A solution of 0.178 M KOH(28.3 ml) is mixed with 28.9ml of 0.133 M HCl. Assuming that the final solution is the sum of the initial volumes, caculate:
a)the molarity of the K+ cation
b)the molatiry of the Cl- anion
c)the pH of the final solution
d)the pOH of the final solution
moles KOH = M x L = ?
moles HCl = M x L = ?
All K^+ come from KOH. All Cl^- come from HCl.
a. (K^+) = moles K^/L soln
b. (Cl^-) = moles Cl^-/L soln.
c. KOH + HCl ==> KCl + H2O
(H^+) or (OH^-) is determined by which reagent is in excess. Subtract the moles and see which is in excess and convert to pH or pOH.
Post your work if you get stuck.
To calculate the molarity of the K+ cation (a), the molarity of the Cl- anion (b), the pH of the final solution (c), and the pOH of the final solution (d), we can follow these steps:
Step 1: Determine the moles of KOH and HCl.
First, we calculate the moles of KOH and HCl using the given molarity and volume.
Moles of KOH = Molarity of KOH × Volume of KOH solution
= 0.178 M × 28.3 ml (converted to liters)
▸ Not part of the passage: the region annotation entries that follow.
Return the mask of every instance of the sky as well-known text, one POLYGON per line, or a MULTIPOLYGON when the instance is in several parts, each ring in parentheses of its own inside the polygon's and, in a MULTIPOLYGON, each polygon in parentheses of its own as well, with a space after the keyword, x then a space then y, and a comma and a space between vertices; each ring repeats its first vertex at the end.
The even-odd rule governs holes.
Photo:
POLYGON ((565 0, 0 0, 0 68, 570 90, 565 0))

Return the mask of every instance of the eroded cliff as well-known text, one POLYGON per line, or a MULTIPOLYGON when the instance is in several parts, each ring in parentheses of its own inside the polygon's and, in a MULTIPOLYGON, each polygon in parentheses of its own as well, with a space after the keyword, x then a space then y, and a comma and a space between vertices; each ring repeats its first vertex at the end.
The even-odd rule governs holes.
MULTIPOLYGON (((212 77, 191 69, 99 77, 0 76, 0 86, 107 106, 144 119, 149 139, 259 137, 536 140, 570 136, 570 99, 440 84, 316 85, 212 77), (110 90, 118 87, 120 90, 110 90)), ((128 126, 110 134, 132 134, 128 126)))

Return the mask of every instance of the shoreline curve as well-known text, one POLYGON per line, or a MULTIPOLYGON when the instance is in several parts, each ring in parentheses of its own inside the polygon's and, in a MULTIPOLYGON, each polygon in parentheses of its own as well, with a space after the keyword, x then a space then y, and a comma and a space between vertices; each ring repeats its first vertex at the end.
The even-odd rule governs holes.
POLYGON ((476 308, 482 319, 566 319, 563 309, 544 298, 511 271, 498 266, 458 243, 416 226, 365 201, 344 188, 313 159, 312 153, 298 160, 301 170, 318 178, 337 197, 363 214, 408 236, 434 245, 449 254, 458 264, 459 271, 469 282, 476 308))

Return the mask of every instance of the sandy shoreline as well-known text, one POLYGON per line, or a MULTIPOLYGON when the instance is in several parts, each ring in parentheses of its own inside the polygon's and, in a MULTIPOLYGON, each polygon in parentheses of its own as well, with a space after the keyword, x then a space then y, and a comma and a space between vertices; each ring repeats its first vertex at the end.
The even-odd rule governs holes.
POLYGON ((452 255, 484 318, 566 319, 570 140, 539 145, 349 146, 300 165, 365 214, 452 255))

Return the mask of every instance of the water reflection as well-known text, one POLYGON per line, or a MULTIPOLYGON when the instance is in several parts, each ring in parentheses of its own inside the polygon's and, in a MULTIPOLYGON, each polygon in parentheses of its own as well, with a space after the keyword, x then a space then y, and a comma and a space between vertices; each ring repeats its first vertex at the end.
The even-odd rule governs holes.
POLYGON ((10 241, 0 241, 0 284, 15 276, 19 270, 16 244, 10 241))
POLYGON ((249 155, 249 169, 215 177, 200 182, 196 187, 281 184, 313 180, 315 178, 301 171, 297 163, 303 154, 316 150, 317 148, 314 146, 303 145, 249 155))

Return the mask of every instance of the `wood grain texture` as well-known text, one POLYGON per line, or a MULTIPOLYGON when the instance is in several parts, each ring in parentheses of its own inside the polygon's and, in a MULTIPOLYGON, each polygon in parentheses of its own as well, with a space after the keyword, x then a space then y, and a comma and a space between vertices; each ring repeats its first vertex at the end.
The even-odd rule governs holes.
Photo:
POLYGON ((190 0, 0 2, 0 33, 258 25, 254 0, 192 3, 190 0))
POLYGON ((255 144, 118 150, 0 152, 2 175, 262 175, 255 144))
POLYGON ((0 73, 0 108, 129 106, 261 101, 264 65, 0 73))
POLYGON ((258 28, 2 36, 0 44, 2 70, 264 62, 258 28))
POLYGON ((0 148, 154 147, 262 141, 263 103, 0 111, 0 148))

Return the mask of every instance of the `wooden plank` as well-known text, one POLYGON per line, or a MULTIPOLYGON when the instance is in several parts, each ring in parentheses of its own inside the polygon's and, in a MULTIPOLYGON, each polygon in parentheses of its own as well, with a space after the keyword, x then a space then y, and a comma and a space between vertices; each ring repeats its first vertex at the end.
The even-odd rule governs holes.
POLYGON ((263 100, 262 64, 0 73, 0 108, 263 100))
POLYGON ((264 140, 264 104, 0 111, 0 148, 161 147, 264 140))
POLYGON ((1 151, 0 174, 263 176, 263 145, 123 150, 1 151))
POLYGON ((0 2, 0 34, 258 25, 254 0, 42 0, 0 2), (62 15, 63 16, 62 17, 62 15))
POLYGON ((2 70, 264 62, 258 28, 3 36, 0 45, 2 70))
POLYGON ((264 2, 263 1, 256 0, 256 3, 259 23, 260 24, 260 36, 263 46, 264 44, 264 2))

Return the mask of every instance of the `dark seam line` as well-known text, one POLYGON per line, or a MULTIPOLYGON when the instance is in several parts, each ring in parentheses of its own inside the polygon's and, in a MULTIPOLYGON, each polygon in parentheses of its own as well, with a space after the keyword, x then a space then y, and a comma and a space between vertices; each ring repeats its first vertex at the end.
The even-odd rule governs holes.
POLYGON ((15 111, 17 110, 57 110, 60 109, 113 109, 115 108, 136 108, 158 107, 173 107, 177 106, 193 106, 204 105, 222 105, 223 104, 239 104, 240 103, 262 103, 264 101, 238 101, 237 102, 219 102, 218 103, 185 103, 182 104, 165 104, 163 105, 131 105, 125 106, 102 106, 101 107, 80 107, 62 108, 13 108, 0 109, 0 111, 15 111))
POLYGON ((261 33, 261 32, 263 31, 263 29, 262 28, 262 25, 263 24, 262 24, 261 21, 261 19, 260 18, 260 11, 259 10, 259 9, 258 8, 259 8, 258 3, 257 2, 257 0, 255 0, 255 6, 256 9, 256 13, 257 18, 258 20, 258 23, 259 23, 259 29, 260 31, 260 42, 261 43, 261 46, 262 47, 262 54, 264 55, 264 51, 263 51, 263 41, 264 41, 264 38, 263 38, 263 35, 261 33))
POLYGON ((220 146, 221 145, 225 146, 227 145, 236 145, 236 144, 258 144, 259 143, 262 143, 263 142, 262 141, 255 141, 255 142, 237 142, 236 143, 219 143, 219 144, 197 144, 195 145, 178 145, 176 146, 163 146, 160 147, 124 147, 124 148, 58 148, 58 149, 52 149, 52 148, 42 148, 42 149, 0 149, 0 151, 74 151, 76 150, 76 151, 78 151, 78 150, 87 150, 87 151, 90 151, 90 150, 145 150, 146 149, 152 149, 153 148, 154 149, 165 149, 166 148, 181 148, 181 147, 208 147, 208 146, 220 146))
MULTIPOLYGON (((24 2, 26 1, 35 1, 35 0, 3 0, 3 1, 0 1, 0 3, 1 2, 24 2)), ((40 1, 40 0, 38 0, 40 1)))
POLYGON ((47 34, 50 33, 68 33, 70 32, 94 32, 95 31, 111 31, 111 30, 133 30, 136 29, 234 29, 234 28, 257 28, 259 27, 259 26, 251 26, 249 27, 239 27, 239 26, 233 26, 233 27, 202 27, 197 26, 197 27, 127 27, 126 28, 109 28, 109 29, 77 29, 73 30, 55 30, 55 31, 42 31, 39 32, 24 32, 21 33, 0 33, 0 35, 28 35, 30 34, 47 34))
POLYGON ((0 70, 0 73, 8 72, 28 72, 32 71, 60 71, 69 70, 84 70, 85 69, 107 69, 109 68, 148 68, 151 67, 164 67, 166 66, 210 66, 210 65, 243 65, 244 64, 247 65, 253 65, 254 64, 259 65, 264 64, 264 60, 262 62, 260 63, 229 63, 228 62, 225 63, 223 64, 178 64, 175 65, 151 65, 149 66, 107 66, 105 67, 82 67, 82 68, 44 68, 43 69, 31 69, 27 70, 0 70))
Moles of HCl = Molarity of HCl × Volume of HCl solution
= 0.133 M × 28.9 ml (converted to liters)
Step 2: Determine the change in moles of K+ and Cl- ions.
Since KOH is a strong base and HCl is a strong acid, they react in a 1:1 ratio. Therefore, the number of moles of K+ ion produced will be equal to the moles of KOH, and the number of moles of Cl- ion produced will be equal to the moles of HCl.
Step 3: Determine the total volume of the final solution.
The total volume of the final solution is the sum of the initial volumes of the KOH and HCl solutions, which is 28.3 ml + 28.9 ml.
Step 4: Calculate the molarity of K+ cation (a) and Cl- anion (b).
The molarity can be calculated by dividing the moles of each ion by the total volume of the final solution.
Molarity of K+ cation (a) = Moles of K+ / Total volume of final solution
Molarity of Cl- anion (b) = Moles of Cl- / Total volume of final solution
Step 5: Determine the pH of the final solution (c) and pOH of the final solution (d).
The pH and pOH can be calculated using the formulas:
pH = -log10 [H+]
pOH = -log10 [OH-]
Step 6: Convert pOH to pH.
Since pH + pOH = 14, we can subtract the pOH from 14 to obtain the pH.
By following these steps and plugging in the calculated values, you can find the answers to the questions (a), (b), (c), and (d).